Elizabeth Parke: I specialize in contemporary art, visual culture, and urban planning in China. I examine how representational practices such as film, installation art, photography, and online platforms are mobilized by artists to reflect on, critique, and alter how audiences experience and engage with urban environments. More specifically, I draw on theoretical considerations from the fields of new materialism and media studies to understand how artists interpret the category of infrastructure to deconstruct and critique the implicit assumptions and aspirations of statecraft. I also look at how citizens make creative interventions into their daily environment as a way to understand the grey economies and informal networks that enable and sustain the growth of neo-liberal world cities. Parts of this research were published in China Information and in a forthcoming edited volume, Urban Interfaces: visual arts, representations and interventions in contemporary China.
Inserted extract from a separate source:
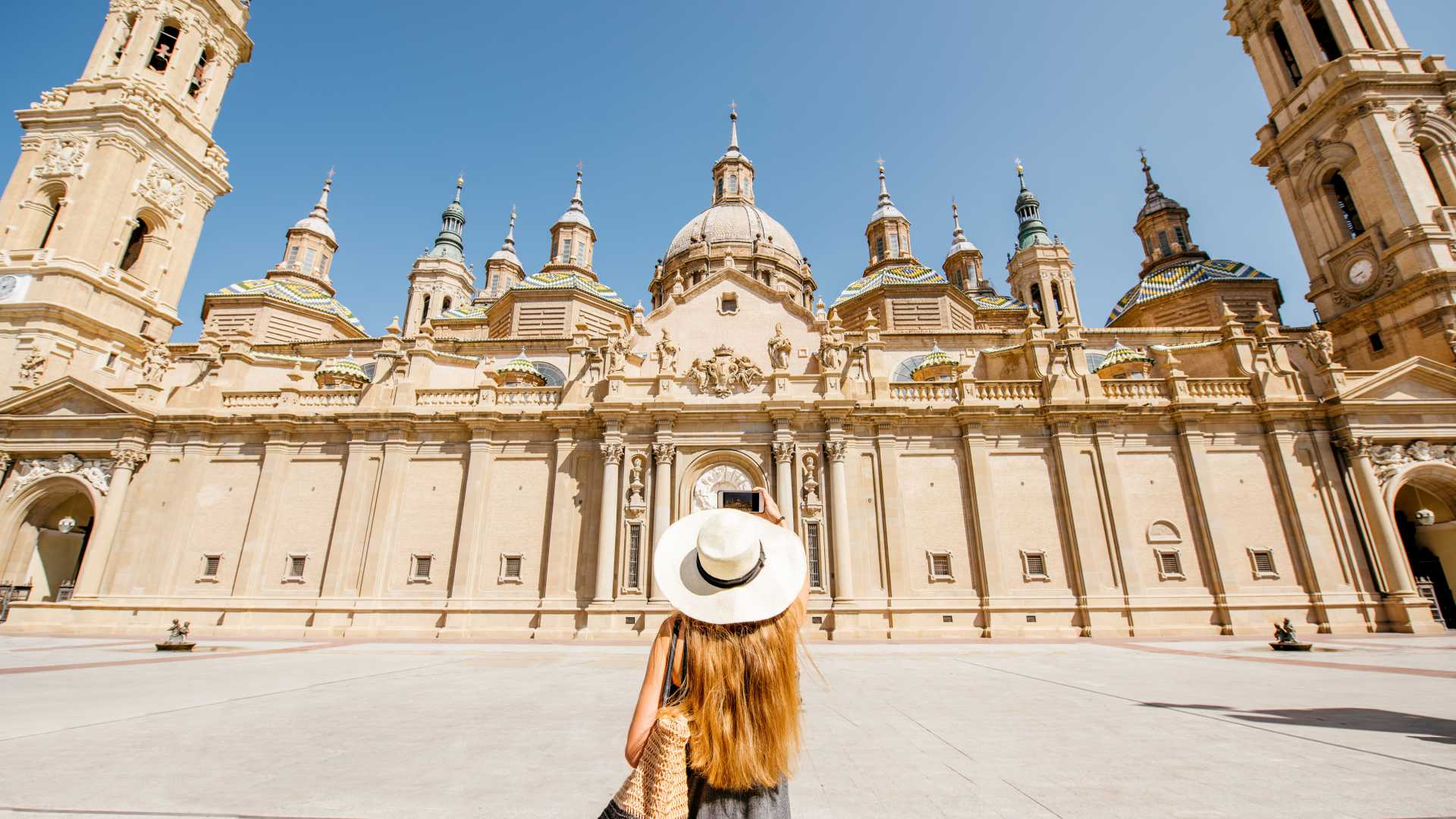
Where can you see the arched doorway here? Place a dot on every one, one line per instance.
(1424, 510)
(50, 525)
Last year I was the inaugural CLIR/Jackman Humanities Institute postdoctoral fellow in digital humanities at the University of Toronto.

Re-mediating the Salish Sea: salmon, surveillance technologies, and social movement storytelling along British Columbia’s central coast
Shirley Roburn

This presentation delves into theoretical and practical implications of the ways that coastal First Nations in British Columbia and their allies have used new media to extend and exert First Nations legal orders with regards to ocean conservation and the salmon fishery. It takes as its starting point two dramatic events in the summer of 2017: the salmon farm occupations undertaken by Musgamagw Dzawada’enuxw, Kwikwasutinuxw Haxwamis, and other local First Nations in the Broughton Archipelago, and the months long run of the new media project Uninterrupted, which deployed the latest digital technologies to recreate a salmon run on the underside of Vancouver’s Cambie Street bridge. Drawing on research into indigenous communications and indigenous legal orders, forms of networked protest and political organizing, and coalition building and allyship in social movements, I will explore the affordances that new media technologies ranging from drones to Facebook have offered to coastal First Nations and their allies in efforts to change salmon governance. “Re-mediating” the broader public culture of how citizens understand their responsibilities towards salmon has been and is an important part of efforts to remediate the ecosystem and management of the Pacific salmon fishery in the region.

Shirley Roburn is a Visiting Scholar in the Department of Art History and Communication Studies at McGill University. Her current work focuses on the role of multimedia storytelling in growing community involvement in campaigns for marine protection along the British Columbia coast. More broadly, she studies the public storytelling strategies used by indigenous communities and their civil society allies in order to reframe controversies over energy infrastructure development in terms of issues of land, food, and cultural sovereignty. Another ongoing project analyzes the impact of a constellation of "caribou stories," told through speech, print, film, and multiplatform and mobile media practices, that northern First Nations communities and environmental groups have told in order to garner public support to protect the Arctic National Wildlife Refuge and the Peel basin from oil, gas, and mining developments.